Remi the beagle never saw daylight in the first year of her life. She was raised inside a cage at a cancer research program in Seattle.
When Lynn Jefferson rescued Remi, she was afraid she had to rehome the shy beagle.
“When we brought Remi home, she never faced daylight. She never touched the grass. She didn’t even know what the outdoors were like. All she knew was the basement of the hospital where they did all the testing,” said Jefferson.
Two years ago, Jefferson, a designer for the Progressive Animal Welfare Society (PAWS) had been offered the chance to adopt this beagle by a friend who happened to know someone involved in this one-year study with the dogs.
Due to their docile nature, beagles are often subjects of medical research and experimentation. Once the laboratory tests are completed, many of these beagles are euthanized, according to animal welfare groups. Some, like Remi, are made ready for adoption and have the chance to find a permanent home.
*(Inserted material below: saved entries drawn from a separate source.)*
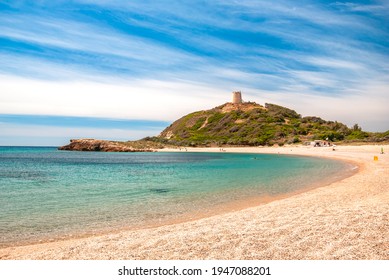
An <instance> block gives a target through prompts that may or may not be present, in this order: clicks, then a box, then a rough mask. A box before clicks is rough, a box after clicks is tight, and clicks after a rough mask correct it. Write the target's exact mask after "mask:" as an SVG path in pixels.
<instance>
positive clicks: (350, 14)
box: [0, 0, 389, 130]
mask: <svg viewBox="0 0 389 280" xmlns="http://www.w3.org/2000/svg"><path fill="white" fill-rule="evenodd" d="M388 11H389V8H388V3H387V2H386V1H359V2H358V4H356V3H354V2H347V1H346V2H333V3H328V2H326V1H311V0H301V1H300V0H299V1H286V0H282V1H277V2H276V3H269V2H266V1H259V0H242V1H232V0H227V1H205V2H204V1H201V2H200V1H199V2H198V1H192V2H190V3H188V2H183V1H173V0H171V1H157V2H156V1H119V0H115V1H103V0H101V1H98V0H93V1H92V0H90V1H89V0H78V1H71V2H61V3H58V2H52V1H38V2H34V3H30V4H26V3H22V2H18V3H16V2H8V4H7V2H5V3H3V4H0V27H1V28H0V43H1V44H0V59H1V62H2V63H1V65H0V75H1V76H0V101H1V102H0V114H33V115H56V116H58V115H61V116H82V117H97V118H99V117H103V118H124V119H149V120H162V121H172V120H174V119H175V118H177V117H179V116H181V115H183V114H185V113H188V112H191V111H193V110H200V109H204V108H210V107H213V106H216V105H219V104H220V103H223V102H225V101H227V100H228V99H229V92H230V91H231V90H234V89H241V90H242V91H244V96H247V97H246V99H250V100H252V101H258V102H262V103H264V102H273V103H276V102H278V103H280V102H281V103H282V104H283V105H285V106H289V107H294V108H295V109H300V108H301V109H302V110H303V111H304V112H302V113H303V114H309V115H322V114H324V115H325V116H326V117H327V118H329V119H337V120H339V121H345V122H347V123H349V122H352V121H351V120H352V119H354V120H355V122H358V123H361V124H362V123H366V124H367V125H368V127H367V129H370V130H374V129H378V130H387V129H388V128H389V127H388V125H387V124H385V123H384V122H382V121H380V120H381V119H384V118H386V117H387V114H386V113H385V112H384V110H383V109H382V108H383V105H382V104H388V103H389V97H388V96H389V95H388V93H387V91H386V88H388V87H389V66H388V65H389V55H388V53H389V43H388V40H387V38H388V37H389V29H388V20H387V18H388V17H387V16H388ZM75 100H76V101H77V102H75ZM369 100H370V101H369ZM376 100H379V101H380V102H379V103H378V102H376ZM286 101H287V102H286ZM299 102H300V103H301V104H308V103H311V104H310V105H307V106H300V105H299V104H300V103H299ZM333 103H336V104H342V106H343V108H342V110H340V109H339V110H335V107H334V106H333V105H332V104H333ZM363 103H364V106H360V105H361V104H363ZM329 104H331V105H329ZM373 107H374V108H375V110H372V109H370V108H373ZM339 108H340V107H339ZM355 108H359V111H361V110H362V111H363V112H368V113H363V112H362V113H361V112H358V113H356V112H355ZM309 110H310V111H309ZM373 111H374V113H371V112H373ZM324 115H323V116H324ZM378 123H379V125H377V124H378Z"/></svg>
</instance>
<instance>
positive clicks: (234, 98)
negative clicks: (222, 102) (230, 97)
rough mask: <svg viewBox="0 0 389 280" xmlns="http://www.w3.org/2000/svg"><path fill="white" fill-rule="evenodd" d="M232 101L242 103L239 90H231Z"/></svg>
mask: <svg viewBox="0 0 389 280" xmlns="http://www.w3.org/2000/svg"><path fill="white" fill-rule="evenodd" d="M232 103H233V104H241V103H242V93H241V92H240V91H233V92H232Z"/></svg>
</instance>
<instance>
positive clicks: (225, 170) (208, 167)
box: [0, 147, 351, 247]
mask: <svg viewBox="0 0 389 280" xmlns="http://www.w3.org/2000/svg"><path fill="white" fill-rule="evenodd" d="M345 168H346V169H350V168H351V167H350V166H348V165H347V164H345V163H342V162H339V161H332V160H326V159H319V158H311V157H295V156H284V155H266V154H235V153H189V152H188V153H162V152H161V153H99V152H69V151H58V150H57V149H56V148H53V147H48V148H42V147H39V148H37V147H0V247H5V246H9V245H12V244H25V243H32V242H40V241H47V240H53V239H61V238H69V237H72V236H82V235H89V234H95V233H100V232H107V231H114V230H116V229H122V228H139V227H145V226H148V225H153V224H164V223H168V222H169V221H172V220H174V219H179V218H180V217H185V216H187V215H189V214H193V215H201V214H203V213H206V212H207V211H211V210H210V209H214V208H215V207H217V206H219V205H226V204H228V203H231V202H234V201H244V200H245V199H250V198H253V197H261V196H277V195H280V194H284V193H288V192H294V191H297V190H298V189H301V188H306V187H309V186H312V185H313V184H315V183H316V182H318V181H321V180H323V179H328V178H332V179H333V180H335V178H336V176H340V171H344V169H345Z"/></svg>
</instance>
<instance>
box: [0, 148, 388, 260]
mask: <svg viewBox="0 0 389 280" xmlns="http://www.w3.org/2000/svg"><path fill="white" fill-rule="evenodd" d="M381 147H383V148H384V151H385V152H386V153H385V154H380V151H381ZM225 150H227V151H228V152H254V153H256V152H257V153H280V154H292V155H306V156H321V157H330V158H333V159H339V160H346V161H350V162H352V163H354V164H356V165H358V166H359V168H358V172H357V173H355V174H354V175H352V176H350V177H347V178H343V179H341V180H339V181H337V182H334V183H331V184H329V185H326V186H321V187H319V188H315V189H311V190H308V191H306V192H303V193H299V194H294V195H292V196H289V197H285V198H281V199H278V200H274V201H269V202H268V203H265V204H263V203H262V204H260V205H258V206H253V207H250V208H246V209H240V210H237V209H229V210H228V211H227V212H226V213H221V214H218V215H215V216H211V217H208V218H202V219H198V220H194V221H188V222H180V223H176V224H172V225H166V226H160V227H156V228H149V229H140V230H131V231H122V232H119V233H113V234H106V235H101V236H92V237H87V238H78V239H70V240H65V241H57V242H51V243H43V244H35V245H28V246H19V247H8V248H3V249H0V259H98V260H106V259H163V260H167V259H184V260H188V259H384V260H388V259H389V154H388V153H389V146H388V145H386V146H379V145H366V146H338V147H336V150H335V151H333V150H332V148H329V147H322V148H313V147H302V146H301V147H295V146H289V147H279V148H226V149H225ZM188 151H199V152H201V151H216V152H218V151H219V148H215V149H212V148H205V149H188ZM374 156H378V161H374V160H373V158H374Z"/></svg>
Since 2014, six states including Minnesota, Connecticut, Nevada, California, Illinois, and New York enacted the “Beagle Freedom” laws, which require labs to make animals used in research available for healthy adoptions after studies. Indiana, Iowa, Massachusetts, Rhode Island, and New Jersey are currently proposing similar bills.
At 1-and-a-half years old, Remi was just then starting to learn how to be a dog.
She struggled to bond and grow comfortable with her new owners, especially Timothy Jefferson, Lynn’s husband.
“She’d been struggling with a lot of anxiety issues. She has some behavioral issues where she was afraid of my husband. For 2 years we’ve been trying really hard to get her comfortable. At that point, we were afraid we would have to rehome her,” said Jefferson.
After speaking to behavioral specialists and experts, Jefferson was advised to introduce Remi to a new dog. Resistant to rehome Remi, Jefferson decided to rescue Tucker, a mixed breed from Puerto Rico.
Unlike Remi, Tucker quickly bonded with Lynn and her husband. Goofy and full-of-life, Jefferson amusingly catches Tucker doing odd tricks, such as putting a random shoe in the middle of the living room every morning.
After meeting Tucker, Remi dramatically changed.
Tucker and Remi quickly became friends. She also became more active, and more comfortable with her owners, including Timothy, who Remi used to be afraid of.
Jefferson credits Tucker for saving Remi from being rehomed.
“I think it’s because Remi saw how quickly Tucker bonded with us that she decided to grow more comfortable around us,” Jefferson said. “She saw that Tucker instantly trusted us, which gave her reassurance that she can trust us too.”
Jefferson said Remi learns from Tucker—since then, she’s learned to rough-house, play catch, and cuddle.
Now, Remi can be seen seen running at Jefferson’s backyard chasing Tucker and eating treats off Timothy’s hands.